NVIDIA and AWS Collaborate to Achieve 10x Vector Index Acceleration

2026-06-26 09:52

Favorite

en.Wedoany.com Reported - On June 25, 2026, NVIDIA and Amazon Web Services (AWS) recently collaborated to address key constraints in building large-scale AI systems, including low-latency inference, fast vector search, GPU cost-effectiveness, and infrastructure scaling. Through Amazon OpenSearch and Amazon EC2, NVIDIA AI infrastructure provides enterprises with more practical paths for deploying AI in production at scale.

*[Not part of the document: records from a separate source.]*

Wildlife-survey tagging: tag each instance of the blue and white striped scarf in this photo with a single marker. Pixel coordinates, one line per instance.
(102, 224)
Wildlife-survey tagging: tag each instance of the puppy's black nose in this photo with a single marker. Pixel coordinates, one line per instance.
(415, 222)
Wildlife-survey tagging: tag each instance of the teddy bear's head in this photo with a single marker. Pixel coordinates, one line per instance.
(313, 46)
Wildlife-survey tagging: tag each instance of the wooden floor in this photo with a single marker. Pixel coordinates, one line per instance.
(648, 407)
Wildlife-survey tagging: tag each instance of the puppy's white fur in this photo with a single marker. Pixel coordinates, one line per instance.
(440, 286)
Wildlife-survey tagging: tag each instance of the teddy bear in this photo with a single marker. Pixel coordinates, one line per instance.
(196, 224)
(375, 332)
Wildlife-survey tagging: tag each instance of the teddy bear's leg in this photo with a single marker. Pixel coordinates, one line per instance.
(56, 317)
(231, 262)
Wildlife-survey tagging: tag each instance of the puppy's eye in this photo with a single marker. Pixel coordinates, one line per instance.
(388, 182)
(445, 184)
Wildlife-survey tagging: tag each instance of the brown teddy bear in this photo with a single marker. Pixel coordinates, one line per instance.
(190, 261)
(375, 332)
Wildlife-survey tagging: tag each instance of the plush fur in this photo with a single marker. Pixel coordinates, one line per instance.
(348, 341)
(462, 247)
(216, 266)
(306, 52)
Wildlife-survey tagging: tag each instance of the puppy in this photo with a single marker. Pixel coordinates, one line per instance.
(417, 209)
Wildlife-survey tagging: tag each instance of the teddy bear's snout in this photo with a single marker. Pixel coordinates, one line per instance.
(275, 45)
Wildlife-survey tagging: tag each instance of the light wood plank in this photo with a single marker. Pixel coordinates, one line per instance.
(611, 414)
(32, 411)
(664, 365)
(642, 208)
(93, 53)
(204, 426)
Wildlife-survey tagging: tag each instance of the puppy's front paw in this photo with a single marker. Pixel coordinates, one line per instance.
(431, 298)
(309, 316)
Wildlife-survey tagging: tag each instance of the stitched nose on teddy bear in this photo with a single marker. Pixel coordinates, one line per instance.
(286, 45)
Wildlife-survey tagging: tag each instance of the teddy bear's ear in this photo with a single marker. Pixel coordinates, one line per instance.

The EC2 G7 instance, powered by NVIDIA RTX PRO 4500 Blackwell Server Edition GPUs, expands the compute layer for AI, graphics, video, and data analytics workloads. The NVIDIA cuVS library accelerates the retrieval layer by making GPU-accelerated vector indexing the default option in OpenSearch Serverless. Additionally, AWS has achieved NVIDIA Exemplar Cloud status on NVIDIA GB300, giving customers confidence in peak optimized performance for training workloads.

The Amazon EC2 G7 instance brings NVIDIA RTX PRO 4500 Blackwell Server Edition GPUs to AWS for AI inference, graphics, spatial computing, and GPU-accelerated data analytics. This is a new instance type designed for production workloads, aiming to deliver performance without the operational overhead of managing GPU platforms for customers. Compared to G6 instances, G7 offers up to 4.6x AI inference performance and up to 2.1x graphics performance. When using the NVIDIA cuDF library for Apache Spark workloads, this instance enables faster GPU-accelerated data analytics on Amazon EMR. The G7 instance supports up to 8 GPUs with a total of 256GB GPU memory, 700 Gbps EFA network connectivity, and up to 7.6TB of local NVMe SSD storage, covering 1, 2, 4, and 8 GPU configurations, as well as upcoming bare metal instances, allowing customers to scale infrastructure based on workload requirements.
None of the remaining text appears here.